Thiol-based angiotensin-converting enzyme 2 inhibitors: P1 modifications for the exploration of the S1 subsite.

Screening of a metalloprotease library led to the identification of a thiol-based dual ACE/NEP inhibitor as a potent ACE2 inhibitor. Modifications of the P(1) benzyl moiety led to improvements in ACE2 potency as well as to increased selectivity versus ACE and NEP.

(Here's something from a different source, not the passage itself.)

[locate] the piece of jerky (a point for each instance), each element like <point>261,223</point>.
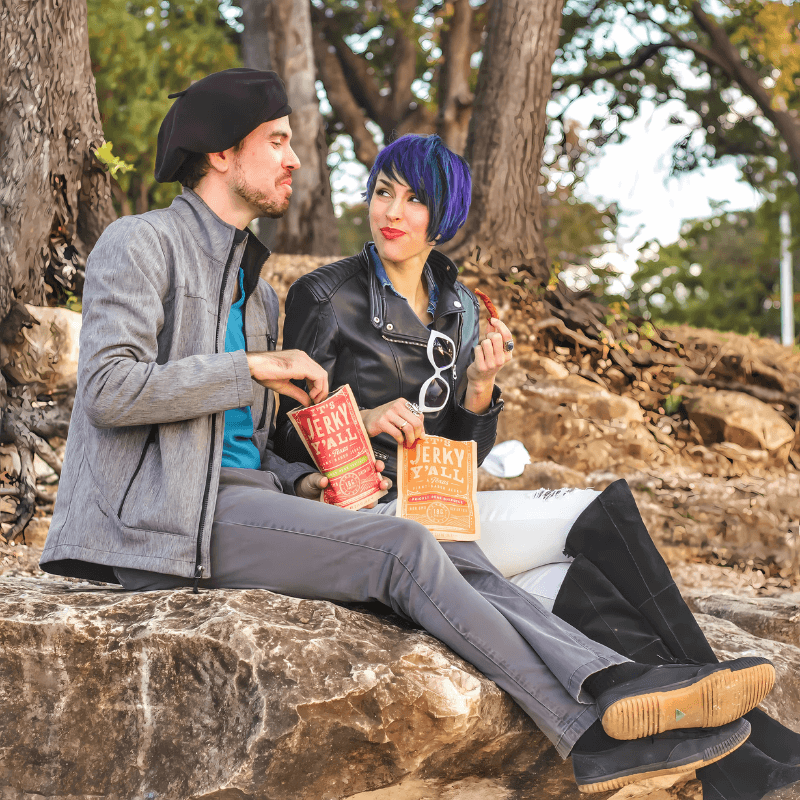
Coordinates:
<point>488,303</point>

Angiotensin-converting enzyme 2 (ACE2) is a recently identified clan MA, family M2 monocarboxypeptidase with highest homology to the dicarboxypeptidase angiotensin-converting enzyme (ACE, EC 3.4.15.1).1, 2 This membrane-associated and secreted metalloprotease is expressed in heart, kidney, testes, intestine, and lung, and has been implicated in cardiovascular disease, kidney disease, obesity, and lung disease.3, 4, 5

ACE2 processes angiotensin I and the AT1 and AT2 receptor agonist angiotensin II to produce angiotensin (1–9) and the mas receptor agonist angiotensin (1–7), respectively, but its exact role in the renin-angiotensin system (RAS) needs to be clarified. One group has reported that C57BL/6 ACE2 (−/−) mice exhibit a severe reduction in cardiac contractility, which is rescued in the ACE (−/−)/ACE2 (−/−) double knockout. In contrast, another group has disclosed that ACE2 (−/−) mice of 129/SvEv, C57BL/6, and mixed background do not exhibit cardiac contractility defects, but have increased susceptibility to angiotensin II-induced hypertension. While, a third group has revealed that male ACE (−/Y) mice are more susceptible to heart failure and death after transverse aortic constriction than their normal littermates. Supporting a role for ACE2 in cardiac function, transgenic mice overexpressing ACE2 in the heart have lower mean arterial pressure with rare focal myocyte vacuolization, myofibril splaying, and nuclear enlargement. Many of these mice develop terminal ventricular fibrillation with lethal arrhythmias.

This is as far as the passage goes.